Heureux père Pierre de Saint-Louis ! On ne sait pas où est né Homère ni où il est mort ; on n’est pas même bien sûr qu’Homère ait existé ; et ce que l’Iliade et l’Odyssée n’ont pas fait pour le Melesigène, ta Magdalenéide et ton Eliade l’ont fait pour toi, pauvre religieux carme ! On a sur ta vie plus de détails que sur celle du prince des poëtes ; on sait ton nom de famille et de religion, on sait le nom de ton père et même celui de ta mère, et celui de ton frère, et celui de ton professeur ; on connaît l’année, le mois, le jour, le lieu où tu es né ; combien de temps tu as mis à faire la Magdalenéide ; combien à faire l’Éliade ; rien de ce qui te regarde n’a été oublié, ô grand homme !

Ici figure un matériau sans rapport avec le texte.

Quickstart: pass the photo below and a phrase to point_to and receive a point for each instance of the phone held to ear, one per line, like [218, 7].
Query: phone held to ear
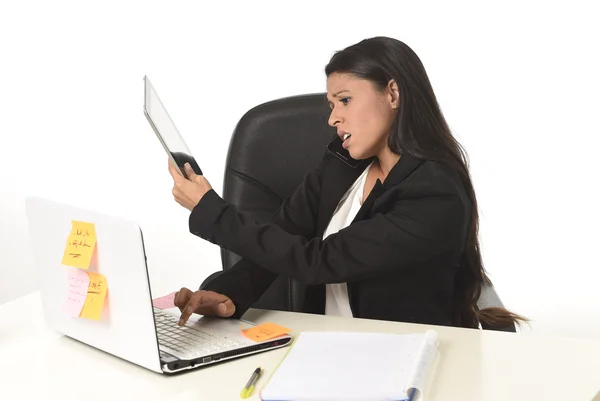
[335, 148]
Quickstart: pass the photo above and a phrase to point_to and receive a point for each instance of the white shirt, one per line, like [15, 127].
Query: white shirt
[336, 295]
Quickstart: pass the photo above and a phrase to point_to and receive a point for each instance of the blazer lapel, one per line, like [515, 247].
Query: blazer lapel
[406, 165]
[338, 178]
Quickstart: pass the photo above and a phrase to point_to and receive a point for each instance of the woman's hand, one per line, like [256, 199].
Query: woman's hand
[206, 303]
[188, 191]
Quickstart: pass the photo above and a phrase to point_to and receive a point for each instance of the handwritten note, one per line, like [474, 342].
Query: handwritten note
[96, 293]
[166, 302]
[77, 287]
[265, 331]
[80, 245]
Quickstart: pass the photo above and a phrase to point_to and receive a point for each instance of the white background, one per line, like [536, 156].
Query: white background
[518, 83]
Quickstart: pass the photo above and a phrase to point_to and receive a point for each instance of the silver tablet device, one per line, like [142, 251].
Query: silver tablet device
[165, 130]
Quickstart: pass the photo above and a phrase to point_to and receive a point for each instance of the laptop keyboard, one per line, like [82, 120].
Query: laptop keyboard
[189, 341]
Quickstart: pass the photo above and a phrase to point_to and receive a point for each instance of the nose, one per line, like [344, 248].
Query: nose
[334, 118]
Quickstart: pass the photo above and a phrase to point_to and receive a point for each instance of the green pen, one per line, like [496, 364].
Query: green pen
[249, 388]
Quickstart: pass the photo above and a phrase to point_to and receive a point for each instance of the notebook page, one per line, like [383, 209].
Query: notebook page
[421, 371]
[332, 366]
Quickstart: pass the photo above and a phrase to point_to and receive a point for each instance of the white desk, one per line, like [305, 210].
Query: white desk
[38, 364]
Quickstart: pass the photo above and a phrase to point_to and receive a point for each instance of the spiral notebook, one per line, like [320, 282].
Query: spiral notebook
[353, 366]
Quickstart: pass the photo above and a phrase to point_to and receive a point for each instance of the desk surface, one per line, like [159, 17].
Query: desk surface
[39, 364]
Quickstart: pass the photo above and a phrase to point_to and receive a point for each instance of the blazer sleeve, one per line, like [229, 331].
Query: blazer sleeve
[246, 281]
[425, 224]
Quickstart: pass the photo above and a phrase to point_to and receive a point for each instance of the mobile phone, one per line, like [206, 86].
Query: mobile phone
[335, 148]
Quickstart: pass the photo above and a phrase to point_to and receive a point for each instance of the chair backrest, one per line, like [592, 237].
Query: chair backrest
[273, 146]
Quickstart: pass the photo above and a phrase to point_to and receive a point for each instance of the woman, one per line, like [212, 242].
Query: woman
[392, 238]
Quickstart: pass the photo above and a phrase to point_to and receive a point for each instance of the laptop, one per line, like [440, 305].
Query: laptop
[166, 131]
[129, 326]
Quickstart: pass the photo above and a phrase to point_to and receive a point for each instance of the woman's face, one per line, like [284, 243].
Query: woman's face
[361, 113]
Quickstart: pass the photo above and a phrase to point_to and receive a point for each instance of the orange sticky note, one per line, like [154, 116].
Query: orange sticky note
[94, 301]
[80, 245]
[265, 331]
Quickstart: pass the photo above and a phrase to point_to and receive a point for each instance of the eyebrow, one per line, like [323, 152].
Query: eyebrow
[337, 93]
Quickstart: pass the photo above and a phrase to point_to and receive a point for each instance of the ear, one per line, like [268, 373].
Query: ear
[393, 94]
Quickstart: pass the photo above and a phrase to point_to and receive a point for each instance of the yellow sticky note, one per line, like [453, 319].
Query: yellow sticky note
[80, 245]
[94, 301]
[265, 331]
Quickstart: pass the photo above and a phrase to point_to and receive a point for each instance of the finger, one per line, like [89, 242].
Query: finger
[182, 297]
[189, 172]
[226, 309]
[193, 303]
[177, 177]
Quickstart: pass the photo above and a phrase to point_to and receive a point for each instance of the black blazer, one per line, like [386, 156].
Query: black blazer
[399, 257]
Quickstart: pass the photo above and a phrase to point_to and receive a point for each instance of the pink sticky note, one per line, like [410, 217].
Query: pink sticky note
[166, 302]
[77, 286]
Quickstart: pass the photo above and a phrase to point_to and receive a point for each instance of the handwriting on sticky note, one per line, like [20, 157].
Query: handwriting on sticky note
[77, 287]
[80, 245]
[166, 302]
[265, 331]
[96, 293]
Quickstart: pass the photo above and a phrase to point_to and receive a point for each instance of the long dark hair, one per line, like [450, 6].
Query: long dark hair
[420, 130]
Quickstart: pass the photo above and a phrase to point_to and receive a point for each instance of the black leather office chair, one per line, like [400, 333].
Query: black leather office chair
[273, 146]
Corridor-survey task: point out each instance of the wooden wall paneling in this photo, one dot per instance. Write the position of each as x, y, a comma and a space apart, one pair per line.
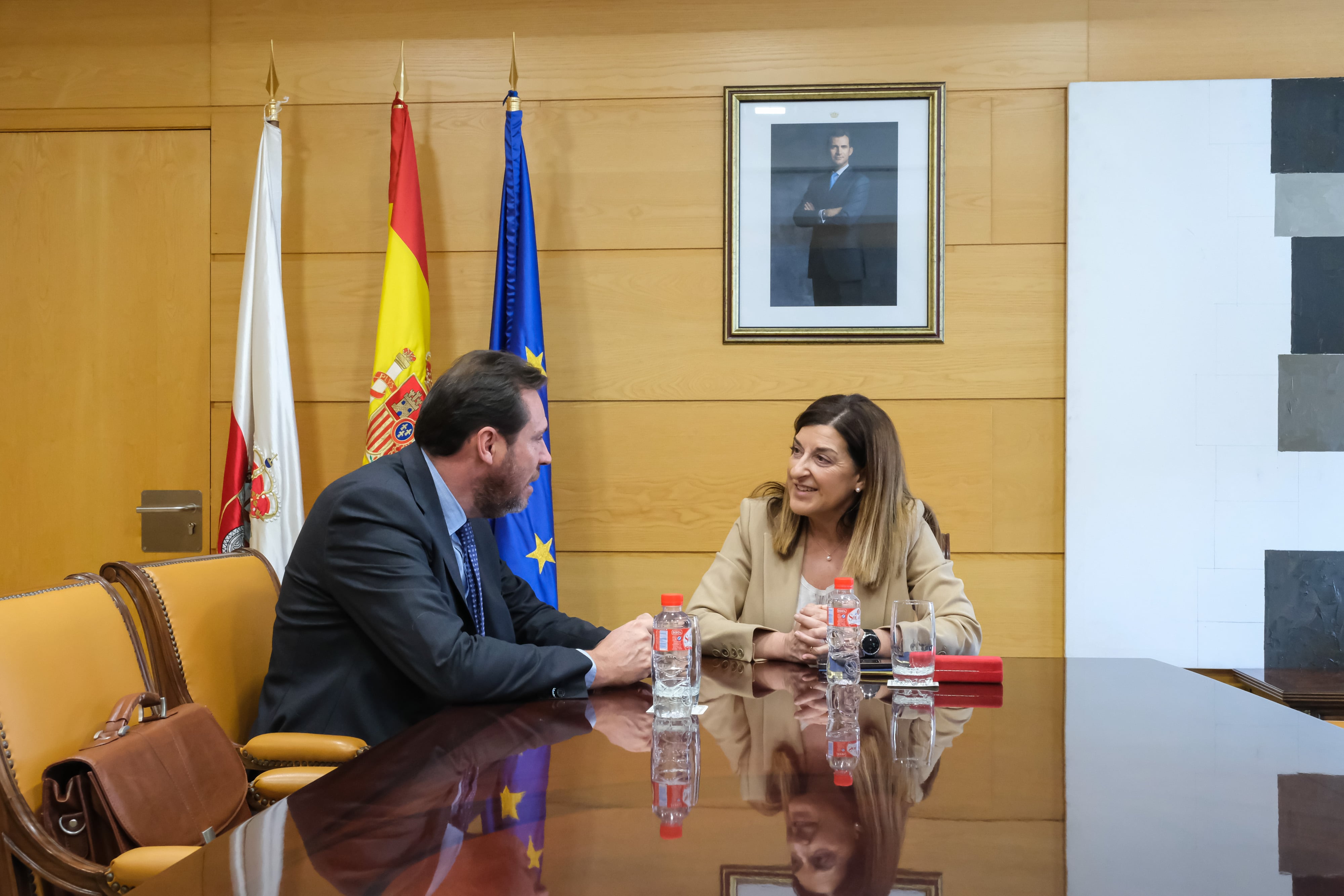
662, 476
679, 484
346, 51
630, 174
112, 119
1030, 476
1019, 600
605, 175
646, 326
1183, 39
612, 589
975, 856
111, 350
1029, 166
1018, 597
71, 54
968, 168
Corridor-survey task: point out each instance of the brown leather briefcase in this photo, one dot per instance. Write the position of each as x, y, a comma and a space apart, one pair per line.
174, 780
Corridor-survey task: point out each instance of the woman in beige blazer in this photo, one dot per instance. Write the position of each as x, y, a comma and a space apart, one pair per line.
845, 510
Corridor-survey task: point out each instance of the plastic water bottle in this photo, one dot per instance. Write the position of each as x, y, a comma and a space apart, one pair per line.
843, 731
843, 635
677, 659
675, 772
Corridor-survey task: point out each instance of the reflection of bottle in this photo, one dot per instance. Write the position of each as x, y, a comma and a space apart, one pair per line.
843, 731
675, 772
385, 381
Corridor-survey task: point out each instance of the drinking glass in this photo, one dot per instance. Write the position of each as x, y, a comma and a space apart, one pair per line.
913, 663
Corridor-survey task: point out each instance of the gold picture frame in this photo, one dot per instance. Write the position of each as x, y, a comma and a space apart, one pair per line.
771, 320
925, 883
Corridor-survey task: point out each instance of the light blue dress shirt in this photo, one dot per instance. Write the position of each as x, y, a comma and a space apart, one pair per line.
455, 516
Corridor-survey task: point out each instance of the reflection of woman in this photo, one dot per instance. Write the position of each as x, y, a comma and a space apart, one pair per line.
845, 510
842, 840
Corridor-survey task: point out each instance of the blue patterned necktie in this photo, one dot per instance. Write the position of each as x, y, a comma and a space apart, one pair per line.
472, 578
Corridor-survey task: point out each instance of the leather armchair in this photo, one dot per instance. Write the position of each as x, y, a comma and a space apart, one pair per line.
208, 623
69, 653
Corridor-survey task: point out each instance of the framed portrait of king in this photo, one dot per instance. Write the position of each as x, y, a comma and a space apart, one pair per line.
834, 203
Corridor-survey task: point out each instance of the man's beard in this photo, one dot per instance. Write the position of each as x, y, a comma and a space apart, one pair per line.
502, 494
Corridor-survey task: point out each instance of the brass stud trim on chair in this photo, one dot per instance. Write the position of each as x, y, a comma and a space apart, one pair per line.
257, 801
173, 639
290, 764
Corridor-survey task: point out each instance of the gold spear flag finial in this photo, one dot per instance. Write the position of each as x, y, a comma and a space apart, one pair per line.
400, 81
274, 89
514, 104
513, 68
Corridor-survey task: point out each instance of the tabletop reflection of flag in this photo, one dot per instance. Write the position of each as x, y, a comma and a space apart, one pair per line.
528, 538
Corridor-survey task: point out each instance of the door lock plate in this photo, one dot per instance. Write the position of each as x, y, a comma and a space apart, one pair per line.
170, 522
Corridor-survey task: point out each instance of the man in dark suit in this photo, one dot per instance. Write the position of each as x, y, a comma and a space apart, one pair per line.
396, 601
833, 207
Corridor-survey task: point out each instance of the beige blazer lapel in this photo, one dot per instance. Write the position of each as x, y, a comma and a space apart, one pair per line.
782, 586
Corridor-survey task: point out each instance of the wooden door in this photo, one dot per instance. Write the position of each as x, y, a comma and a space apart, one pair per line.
104, 342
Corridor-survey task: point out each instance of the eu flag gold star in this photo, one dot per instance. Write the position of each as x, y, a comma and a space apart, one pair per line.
510, 801
534, 855
542, 554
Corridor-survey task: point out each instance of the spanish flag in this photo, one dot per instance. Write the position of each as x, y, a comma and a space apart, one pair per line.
401, 355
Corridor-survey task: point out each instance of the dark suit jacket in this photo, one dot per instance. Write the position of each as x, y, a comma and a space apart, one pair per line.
373, 632
835, 249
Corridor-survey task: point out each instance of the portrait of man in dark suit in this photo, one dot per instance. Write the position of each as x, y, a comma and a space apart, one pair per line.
833, 207
834, 214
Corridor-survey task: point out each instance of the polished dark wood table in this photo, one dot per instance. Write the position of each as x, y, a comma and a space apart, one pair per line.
1093, 777
1315, 691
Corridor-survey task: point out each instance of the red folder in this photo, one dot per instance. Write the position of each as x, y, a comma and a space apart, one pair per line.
983, 670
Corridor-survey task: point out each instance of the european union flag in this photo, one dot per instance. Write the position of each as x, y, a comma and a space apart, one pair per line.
528, 538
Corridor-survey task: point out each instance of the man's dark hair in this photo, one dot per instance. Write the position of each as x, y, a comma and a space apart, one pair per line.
482, 389
839, 132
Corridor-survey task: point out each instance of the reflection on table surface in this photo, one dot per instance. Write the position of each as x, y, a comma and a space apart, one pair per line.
1175, 785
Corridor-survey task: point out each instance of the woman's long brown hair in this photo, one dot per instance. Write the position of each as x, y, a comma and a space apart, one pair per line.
882, 518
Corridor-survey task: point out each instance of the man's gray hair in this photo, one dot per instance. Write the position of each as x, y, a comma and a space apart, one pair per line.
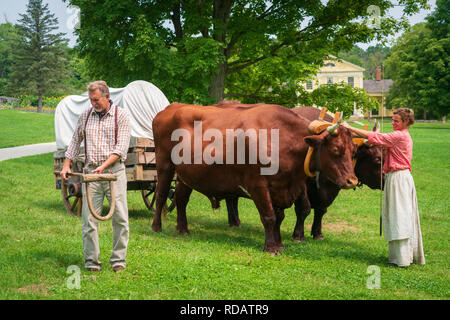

Ce fut à Vaureas, diocèse de Vaison, dans le comtat, un mercredi 5 avril de l’an de grâce 1626, que naquit l’enfant qui plus tard devait faire le glorieux poème de la Magdeleine, de Jacques Barthélémy d’une part, et d’Anne Canal de l’autre : je ne sais si les mouches lui emmiellèrent la lèvre comme au divin Platon, et si sa mère, pendant sa grossesse, vit un laurier en songe comme la mère de Maron ; mais je le croirais assez volontiers, car le petit Ludovic, c’est ainsi qu’il s’appelait, était un enfant précoce, une véritable merveille, et montrait les dispositions les plus étonnantes pour son âge. À cinq ans, il témoigna le désir d’apprendre à lire ; son père s’y refusa parce qu’il était frêle et délicat, déjà pâle de son génie futur. Avant que d’appliquer son fils à l’étude et de perfectionner sa raison, il voulait que sa santé devînt plus ferme et son corps plus robuste ; mais le petit Ludovic, impatient d’apprendre et curieux de mordre à la pomme de la science, s’en alla tout seul et sans en rien dire à personne chez un maître d’école du voisinage. Il s’assit avec les autres sur le banc, ouvrant les oreilles et les yeux et tâchant de profiter. Par malheur, le maître, qui n’était pas ami avec son père, ayant aperçu cette brebis qui n’était pas des siennes, furtivement introduite dans le bercail, entra dans une belle colère rouge, prit le bambin, le fouetta et le mit honteusement à la porte. C’est bien ici le cas, ou jamais, de s’écrier : La racine de la science est amère, si les fruits en sont doux !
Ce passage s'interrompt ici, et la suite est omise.